Niewielkie różnice między kierowcami w treningach i kwalifikacjach Formuły 1 zwiastowały spore emocje w GP Hiszpanii. Potwierdził to już sam moment startowy. Rozpoczynający rywalizację z pole position Lando Norris zaczął spychać Maxa Verstappena poza tor, na co natychmiast zareagował reprezentant Red Bull Racing. - Wepchnął mnie na trawę! - narzekał aktualny mistrz świata. Incydentem zajęli się sędziowie, ale nie wyciągnęli konsekwencji względem Brytyjczyka.
Gdzie dwóch się bije, tam trzeci korzysta. Kierowcy Red Bulla i McLarea zajęli się sobą, więc odważnym manewrem po zewnętrznej wyprzedził ich George Russell. Brytyjczyk nie cieszył się jednak zbyt długo z prowadzenia, bo już na trzecim okrążeniu uporał się z nim Max Verstappen.

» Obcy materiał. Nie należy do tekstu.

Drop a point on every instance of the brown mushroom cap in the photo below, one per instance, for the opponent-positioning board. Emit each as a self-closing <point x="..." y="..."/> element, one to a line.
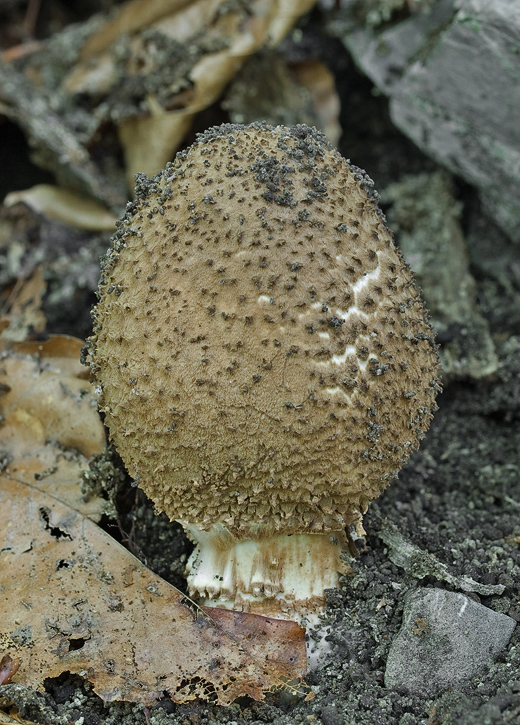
<point x="263" y="353"/>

Nerwowo zrobiło się też między kierowcami Ferrari. - Dotknął mnie - narzekał Carlos Sainz, który podczas próby wyprzedzania został zahaczony przez Charlesa Leclerca. Hiszpan po kontakcie ściął zakręt i tylko dzięki temu utrzymał się przed Monakijczykiem, ale sędziowie nie zareagowali na ten wewnętrzny bój we włoskiej ekipie.
ZOBACZ WIDEO: "Prosto z Euro". Dosadna ocena Polaków. Mierzejewski wyróżnił jednego zawodnika
Później oglądaliśmy taktyczne szachy. Norris i Leclerc pozostali dłużej na torze niż czołówka GP Hiszpanii. McLaren liczył, że opóźnienie pit-stopu względem Verstappena pomoże Brytyjczykowi w walce o wygraną. Życie nieco zweryfikowało te plany, bo o ile pierwszy przejazd Norrisa faktycznie był dużo dłuższy, o tyle drugi został wydłużony o ledwie dwa okrążenia.

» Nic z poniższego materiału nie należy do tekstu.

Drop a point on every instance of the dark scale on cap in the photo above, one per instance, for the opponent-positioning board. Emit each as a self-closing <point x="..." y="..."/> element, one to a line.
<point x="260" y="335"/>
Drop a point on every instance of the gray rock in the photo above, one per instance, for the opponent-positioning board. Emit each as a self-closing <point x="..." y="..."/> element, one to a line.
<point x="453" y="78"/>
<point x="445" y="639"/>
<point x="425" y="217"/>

Norris po drugim pit-stopie miał 6,8 s straty do Verstappena. - Lando ciśnie na maksa. Nie oszczędza opon w żadnym zakręcie - usłyszał Holender od swojego inżyniera. Brytyjczyk w żadnym momencie nie zbliżył się jednak na tyle blisko do 26-latka, aby ten poczuł się zagrożony. W ten sposób kierowca Red Bulla zapisał na swoim koncie kolejną wygraną w sezonie 2024.
Niewiele na taktycznych zagrywkach zyskało też Ferrari, bo Leclerc wyprzedził jedynie Sainza i to dzięki poleceniu ekipy. Hiszpan mógł być mocno niepocieszony, bo chwilę wcześniej starł się na torze z Hamiltonem. - Dotknął mnie - raportował kierowca z Madrytu. Sędziowie nie nałożyli jednak kary na Brytyjczyka. - rozumiem tej decyzji, przecież mamy jakieś zasady - stwierdził Sainz.

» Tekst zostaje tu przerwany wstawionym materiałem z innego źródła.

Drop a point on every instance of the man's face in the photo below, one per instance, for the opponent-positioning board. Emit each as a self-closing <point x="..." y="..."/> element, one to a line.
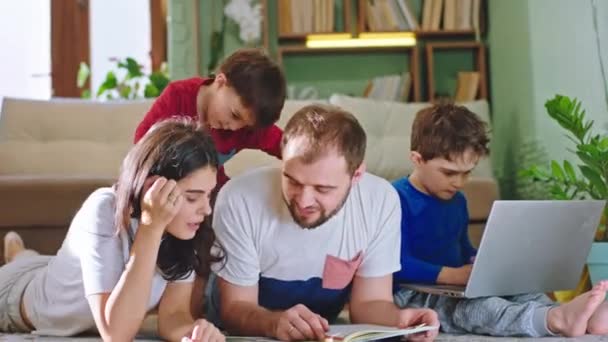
<point x="316" y="191"/>
<point x="441" y="177"/>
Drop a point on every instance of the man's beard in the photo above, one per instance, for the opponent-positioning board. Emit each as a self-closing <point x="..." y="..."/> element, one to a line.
<point x="323" y="217"/>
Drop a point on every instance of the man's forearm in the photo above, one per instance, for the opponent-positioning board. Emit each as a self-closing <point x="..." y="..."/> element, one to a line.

Za to Lewis Hamilton zyskał na strategii Mercedesa na końcową fazę wyścigu. 39-latek na swój ostatni przejazd otrzymał opony z miękkiej mieszanki, co było właściwszym ruchem, niż założenie twardych gum u Russella. Doszło nawet do tego, że drugi z kierowców niemieckiej ekipy na ostatnim okrążeniu musiał się martwić o zachowanie czwartego miejsca ze względu na ataki Leclerca.
F1 - GP Hiszpanii - wyścig - wyniki:
Poz. | Kierowca | Zespół | Czas/strata |
---|---|---|---|
1. | Max Verstappen | Red Bull Racing | 66 okr. |
2. | Lando Norris | McLaren | +2.219 |
3. | Lewis Hamilton | Mercedes | +17.790 |
4. | George Russell | Mercedes | +22.320 |
5. | Charles Leclerc | Ferrari | +22.709 |
6. | Carlos Sainz | Ferrari | +31.028 |
7. | Oscar Piastri | McLaren | +33.760 |
8. | Sergio Perez | Red Bull Racing | +59.524 |
9. | Pierre Gasly | Alpine | +1:02.025 |
10. | Esteban Ocon | Alpine | +1:11.889 |
11. | Nico Hulkenberg | Haas | +1:19.215 |
12. | Fernando Alonso | Aston Martin | +1 okr. |
13. | Guanyu Zhou | Stake F1 Team | +1 okr. |
14. | Lance Stroll | Aston Martin | +1 okr. |
15. | Daniel Ricciardo | Visa Cash App RB | +1 okr. |
16. | Valtteri Bottas | Stake F1 Team | +1 okr. |
17. | Kevin Magnussen | Haas | +1 okr. |
18. | Alexander Albon | Williams | +1 okr. |
19. | Yuki Tsunoda | Visa Cash App RB | +1 okr. |
20. | Logan Sargeant | Williams | +2 okr. |
Czytaj także:
- Anonimowy list i poważne oskarżenia. Policja wyjaśni aferę w F1?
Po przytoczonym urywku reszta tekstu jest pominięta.